Northwestern Medicine scientists have demonstrated that a specific mitochondrial protein complex is essential to the immunosuppressive activity of regulatory T-cells, findings with potential significance for a wide variety of autoimmune diseases.
The study, published in Nature, demonstrated that the suppressive function of regulatory T (Treg) cells was impaired when they had been modified to lack mitochondria complex III, previously known as an essential component of mitochondrial function.
Complex III is one of the five protein complexes tightly folded in the inner mitochondrial membrane involved in the process of converting oxygen and simple sugars into ATP, the main source of energy in a cell.
The investigators determined that, despite decreased expression of genes associated with Treg function, the Treg cells lacking complex III still survived, proliferated, and maintained stable expression of the transcription factor Foxp3 that controls Treg cell development.
Furthermore, the scientists discovered the inhibition of complex III resulted in elevated levels of metabolites L-2-hydroxyglutarate (L-2HG) and succinate, which caused distinct cellular changes — through the regulation of DNA methylation and gene transcription.
“Beyond its dominant function as energy ‘powerhouse of the cell,’ our study reveals that mitochondria can determine cellular function by controlling gene expression through metabolites,” explained Navdeep Chandel, PhD, the David W. Cugell, MD, Professor of Medicine in the Division of Pulmonary and Critical Care and of Biochemistry and Molecular Genetics.
Treg cells maintain immunological tolerance by de-activating an immune response; that suppressive activity is thought to prevent auto-immunity and dampen inflammation. The scientists in the current study discovered that in mice whose Treg cells had mitochondrial complex III inhibited, the development of fatal inflammatory disease resulted early in life.
The study was a collaboration between the Chandel Laboratory and Benjamin Singer, MD, assistant professor of Medicine in the Division of Pulmonary and Critical Care and of Biochemistry and Molecular Genetics. Samuel Weinberg, an MD/PhD student in the Medical Scientist Training Program and working in the Chandel Laboratory, was the first author.

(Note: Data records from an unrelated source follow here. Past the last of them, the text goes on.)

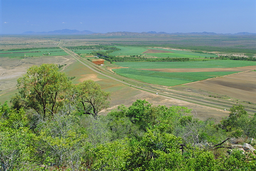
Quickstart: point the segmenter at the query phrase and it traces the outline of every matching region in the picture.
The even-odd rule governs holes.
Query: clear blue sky
[[[0,34],[256,33],[256,0],[0,0]]]

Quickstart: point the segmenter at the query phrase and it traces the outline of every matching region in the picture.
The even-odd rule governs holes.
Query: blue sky
[[[0,0],[0,34],[256,33],[256,0]]]

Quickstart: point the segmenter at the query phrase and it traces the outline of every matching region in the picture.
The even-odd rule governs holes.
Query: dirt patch
[[[209,117],[213,117],[216,119],[216,121],[218,122],[221,120],[222,117],[228,116],[229,114],[229,112],[227,111],[224,111],[222,110],[169,98],[130,87],[111,92],[111,99],[110,108],[108,112],[117,108],[117,106],[121,104],[128,107],[131,105],[132,103],[137,99],[145,99],[154,106],[158,105],[165,105],[167,107],[172,105],[179,106],[192,109],[193,112],[196,114],[197,118],[201,120]],[[104,110],[101,111],[100,113],[105,115],[108,113]]]
[[[8,53],[1,53],[0,54],[6,54],[8,53],[32,53],[32,52],[8,52]],[[48,52],[49,53],[49,52]]]
[[[34,65],[54,63],[65,67],[75,61],[68,55],[32,57],[21,59],[0,58],[0,96],[16,89],[17,79],[26,74],[29,67]]]
[[[97,75],[93,74],[84,74],[81,75],[81,76],[82,77],[79,79],[79,81],[80,82],[82,82],[84,81],[88,80],[91,80],[96,81],[101,79],[98,78]]]
[[[187,88],[188,87],[195,90],[200,89],[205,92],[226,95],[242,101],[256,102],[256,72],[254,71],[238,73],[188,83],[186,86]],[[178,89],[178,87],[174,88]],[[184,90],[187,91],[186,88],[184,88]]]
[[[94,63],[97,65],[100,65],[102,64],[104,64],[104,60],[98,60],[96,61],[92,61],[92,62]]]
[[[162,51],[161,50],[148,49],[147,51],[146,51],[141,53],[174,53],[174,52],[166,51]]]
[[[164,72],[196,72],[239,71],[251,71],[256,69],[256,66],[249,66],[236,68],[156,68],[140,69],[144,70]]]

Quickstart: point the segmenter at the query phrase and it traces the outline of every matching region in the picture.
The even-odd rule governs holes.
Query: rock
[[[254,149],[252,146],[247,143],[244,144],[243,145],[243,148],[247,151],[250,151],[251,152],[256,151],[256,150]]]
[[[242,151],[243,152],[242,152],[242,153],[244,154],[244,153],[245,153],[246,151],[243,149],[239,149],[239,150],[241,151]]]
[[[237,142],[237,139],[235,138],[231,138],[228,141],[231,143],[234,144],[235,144]]]
[[[230,147],[234,148],[243,148],[243,145],[241,144],[232,144],[231,145]]]
[[[196,143],[195,144],[195,146],[198,147],[200,148],[202,148],[203,147],[203,145],[202,145],[201,144],[200,144],[200,143]]]
[[[207,142],[206,142],[205,143],[203,144],[202,144],[203,145],[205,146],[206,147],[211,147],[212,146],[209,144],[209,143],[208,143]]]

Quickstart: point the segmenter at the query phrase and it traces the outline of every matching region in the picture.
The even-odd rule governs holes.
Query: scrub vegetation
[[[256,114],[249,117],[242,105],[219,124],[185,107],[140,99],[100,116],[109,93],[91,80],[73,84],[58,69],[30,68],[18,80],[12,106],[0,106],[1,170],[256,168],[252,146],[245,152],[232,145],[256,144]]]

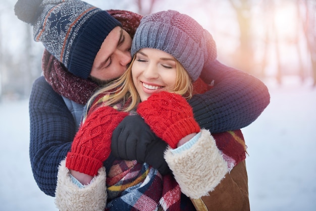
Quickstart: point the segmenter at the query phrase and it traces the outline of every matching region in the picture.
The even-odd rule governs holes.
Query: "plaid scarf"
[[[102,106],[107,99],[107,94],[95,97],[88,108],[88,115]],[[118,103],[114,107],[120,109],[122,104]],[[213,135],[230,171],[245,159],[245,148],[241,144],[244,139],[240,130]],[[181,193],[173,175],[163,177],[146,163],[115,160],[107,174],[106,182],[106,210],[195,210],[190,199]]]
[[[136,161],[117,160],[107,178],[106,210],[194,210],[171,175]]]

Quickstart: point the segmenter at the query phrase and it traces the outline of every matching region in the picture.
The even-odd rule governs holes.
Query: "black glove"
[[[139,115],[128,116],[112,134],[113,154],[122,159],[146,163],[162,174],[170,172],[164,158],[167,143],[151,131]]]

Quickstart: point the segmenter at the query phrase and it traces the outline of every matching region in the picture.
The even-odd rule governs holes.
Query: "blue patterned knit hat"
[[[84,79],[104,39],[121,26],[107,12],[79,0],[19,0],[15,12],[33,26],[35,41]]]
[[[210,34],[190,17],[177,11],[159,12],[144,17],[136,30],[131,54],[155,48],[172,55],[197,79],[203,66],[216,60],[216,44]]]

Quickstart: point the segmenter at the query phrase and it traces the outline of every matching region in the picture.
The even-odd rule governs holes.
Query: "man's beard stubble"
[[[89,79],[97,84],[99,86],[106,86],[108,84],[109,84],[109,83],[112,82],[112,81],[118,79],[119,78],[119,77],[117,77],[109,80],[100,80],[93,76],[91,76],[91,75],[89,76]]]

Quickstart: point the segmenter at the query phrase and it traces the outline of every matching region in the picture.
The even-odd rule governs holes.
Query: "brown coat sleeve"
[[[239,163],[230,173],[226,174],[225,178],[208,194],[209,196],[192,199],[197,210],[249,210],[248,177],[245,161]]]
[[[165,159],[181,191],[198,210],[248,210],[248,177],[242,161],[229,172],[227,164],[209,132],[179,154],[168,150]]]

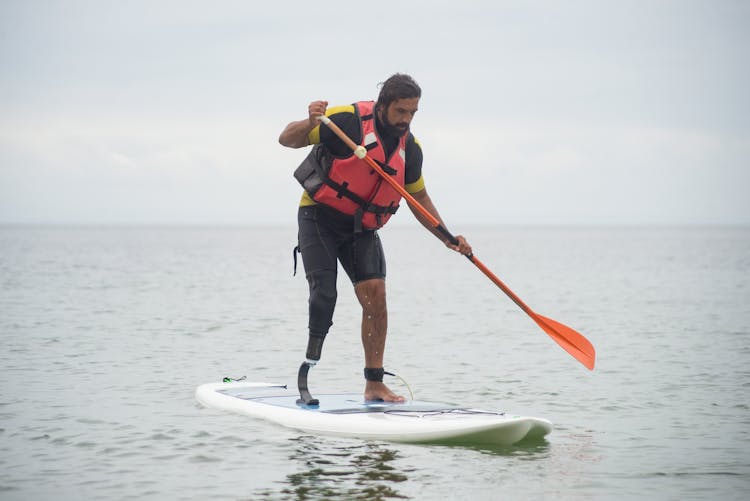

“The findings open up the possibility that metabolites such as L-2HG could underlie immune disorders linked with T-cell-dependent hyper-inflammation including colitis, lupus or psoriasis,” said Chandel, also a member of the Robert H. Lurie Comprehensive Cancer Center of Northwestern University.
Additional Northwestern co-authors include Paul Schumacker, PhD, professor of Pediatrics in the Division of Neonatology, Cell and Molecular Biology and of Medicine in the Division of Pulmonary and Critical Care; Peng Gao, PhD, research assistant professor of Medicine in the Division of Hematology and Oncology; and Hiam Abdala-Valencia, PhD, research assistant professor of Medicine in the Division of Pulmonary and Critical Care.
In addition, Inmaculada Martínez-Reyes, PhD, and Elizabeth Steinert, PhD, both postdoctoral fellows in the Chandel Lab; Manan Mehta and Laura Sena, graduate students in the Chandel Lab; Kathryn Helmin in the Singer Lab; and Carlos Martinez, were also co-authors of the study.
The study was supported by the National Institutes of Health grants R35CA197532, 5P01AG049665, 5P01HL071643, T32 T32HL076139, and K08HL128867. Benjamin Singer, MD, was funded by the Francis Family Foundation’s Parker B. Francis Research Opportunity Award. Elizabeth M. Steinert is a Cancer Research Institute Irvington Fellow supported by the Cancer Research Institute.